Section: T Cells and MHC Proteins Feedback: A subset of epithelial cells in the adult thymus express AIRE, helping to induce self-tolerance to proteins mainly expressed outside the thymus. 41. Answer: C Difficulty: 3 Section: T Cells and MHC Proteins Feedback: Too low or too high an affinity would result in a reduction in survival. 42. Answer: DBAC Difficulty: 2 Section: T Cells and MHC Proteins Feedback: This form of antigen processing can be carried out by many types of host cells and uses class I MHC proteins. 43. Answer: NYNN Difficulty: 3 Section: T Cells and MHC Proteins Feedback: The ability of the A1 cytotoxic T cells to kill both B1 and B2 cells suggests that Fas in the target cell is not required to induce apoptosis; the perforin–granzyme pathway is sufficient.

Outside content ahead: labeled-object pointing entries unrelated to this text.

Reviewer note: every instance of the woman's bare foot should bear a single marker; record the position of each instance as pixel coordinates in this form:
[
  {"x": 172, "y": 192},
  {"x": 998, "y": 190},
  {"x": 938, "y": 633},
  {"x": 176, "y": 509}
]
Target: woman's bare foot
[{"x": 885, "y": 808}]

The ability of A2 cytotoxic T cells to kill B1 cells suggests that perforin in the TC cell is not essential either; activation of Fas is sufficient. Finally, the inability of A2 cytotoxic T cells to kill B2 cells suggests that at least one of these pathways (Fas–FasL or perforin–granzyme) should be functional for apoptosis to be induced and that there are no other major killing pathways in this cell system. 44. Answer: EEAC Difficulty: 2 Section: T Cells and MHC Proteins Feedback: Regulatory (suppressor) T cells can develop from thymocytes in the thymus as well as from naïve TH cells in peripheral tissues. TH1 cells secrete interferon-γ (IFNγ) which activates macrophages and induces B cells to switch the class of Ig they make. TFH cells reside in lymphoid follicles and secrete a variety of cytokines; they are especially important for the stimulation of Ig class switching and somatic hypermutation in B cells. 45. Answer: DTTB Difficulty: 1 Section: T Cells and MHC Proteins Feedback: Transmembrane B7 proteins are co-stimulatory signals on the surface of dendritic cells that are recognized by the co-receptor protein CD28 on the surface of naïve T cells. Similarly, the CD40 ligand on an effector helper T cell is recognized by CD40 receptors on B cells. T cells express the inhibitory protein CTLA4 on their surface to help regulate their activity. The CD3 complex associated with T cell receptors (TCRs) in T cells help relay the signal into the cell upon TCR stimulation by antigen binding. 46. Answer: D

Difficulty: 3 Section: T Cells and MHC Proteins Feedback: Mating between animals whose MHC genes are different provides the population with the advantage of increased MHC polymorphism and a broader capability for adaptive immune responses to pathogens. 47. Answer: 2 Difficulty: 3 Section: T Cells and MHC Proteins Feedback: V(D)J recombination in T lymphocytes creates deletions (or insertions) of various numbers of nucleotide pairs at the junctions of the V, D, and J segments. In response to an infection, a number of T lymphocytes (that recognize various antigenic determinants associated with the pathogen) proliferate to create effector and memory cells, leading to lymph-node enlargement. The different activated T cell clones normally differ in the exact number of deleted or inserted nucleotide pairs (graph 1). By contrast, cancer is a clonal disease; all malignant cells in a T cell lymphoma derive from a single original cell with its unique V(D)J junctions (graph 2).